It seems like we stopped reporting metrics to Prometheus. Checking the dashboard I created before the holidays stopped working and in the CPU dashboard I can see the last reported metrics happened the 27.
Description
Details
Related Objects
- Mentioned In
- T286703: Navigation Timing cleanup
Event Timeline
I deployed the changes that was merged before Christmas and the ones @Krinkle fixed and now it works again. Lets keep a close watch and see what happens.
Where been missing metrics back and forth and when I check the time it takes to get the metrics on localhost (curl -o /dev/null -s -w 'Total: %{time_total}s\n' localhost:9230/metric) it takes more than 40 seconds to get them,
Change 875264 had a related patch set uploaded (by Filippo Giunchedi; author: Filippo Giunchedi):
[operations/puppet@production] prometheus: bump scrape timeout for webperf
Change 875264 merged by Filippo Giunchedi:
[operations/puppet@production] prometheus: bump scrape timeout for webperf
Change 875462 had a related patch set uploaded (by Phedenskog; author: Phedenskog):
[performance/navtiming@master] Disable loadEventEnd and ttfb.
Change 875462 merged by jenkins-bot:
[performance/navtiming@master] Disable loadEventEnd and ttfb.
Change 875955 had a related patch set uploaded (by Krinkle; author: Krinkle):
[performance/navtiming@master] Add support for --kafka-fixture to stub out live Kafka
On latest master with this patch checked out, navtiming --kafka-fixture events.json takes:
- ~4 minutes to complete,
- process consumes ~77MB of RAM,
- scraping localhost:9230/metric takes 1.5 seconds and returns 71K metrics lines (comment lines excluded).
If I revert bb2bf6f976 on top of this and run it again, I get:
- ~4 minutes to complete,
- ~106MB of RAM
- scrape takes 4.5 seconds and returns 206K metric lines.
After the navtiming process finished processing the fixture and enters its idle mode, I started https://github.com/benfred/py-spy in one tab, and ran curl in to scrape in an infinite loop in a second tab:
$ .tox/py3/bin/navtiming --kafka-fixture ./events.json […] Reached end of kafka fixture file, going to sleep for 1 hour...
$ sudo py-spy record -o profile.svg --pid 52597
$ watch -n0 'curl -o /dev/null -s localhost:9230/metric --compressed'
Result after 15 minutes and 95K stack samples at 100/s: https://people.wikimedia.org/~krinkle/T326118-profile.svg
It looks like the method responsible in python-prometheus-client for responding to scrape requests is _bake_output (prometheus/client_python@v0.15.0:/exposition.py), which spends its time as follow:
- 29% generate_latest/collect (~1 call), this yields a representation of each of known registered metrics.
- 41% generate_latest/sample_line (N calls, 1 for each sample in each metric), this creates part of the line protocol format to describe the current metric value and its labels.
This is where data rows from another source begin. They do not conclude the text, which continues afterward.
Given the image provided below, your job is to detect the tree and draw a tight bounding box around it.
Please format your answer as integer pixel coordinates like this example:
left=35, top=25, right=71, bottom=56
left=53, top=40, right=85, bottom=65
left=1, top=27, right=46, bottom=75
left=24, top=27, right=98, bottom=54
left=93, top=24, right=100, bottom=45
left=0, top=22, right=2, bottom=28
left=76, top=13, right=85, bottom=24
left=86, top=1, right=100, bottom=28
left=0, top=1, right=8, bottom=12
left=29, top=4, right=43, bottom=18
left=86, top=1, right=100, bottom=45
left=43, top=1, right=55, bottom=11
Basically some_metric_name{foo=a, bar=b, etc} some_val some_timestamp.
- 20% gzip.compress (1 call)
A useful guide for me was https://prometheus.io/docs/instrumenting/writing_clientlibs/ which describes the terminology used in prometheus client codebases.
I found no major inefficiencies in the low-level logic. I could squeeze maybe 2-5% with micro optims but on the whole its code is quite minimal. It remains odd of course that it'd take a dozen seconds to translate its memory data into a few 100K lines of plain text. But, fixing that might require a larger overhaul upstream. This may be worthwhile, but, is involves more non-trivial code review from upstream. Proably worth asking first.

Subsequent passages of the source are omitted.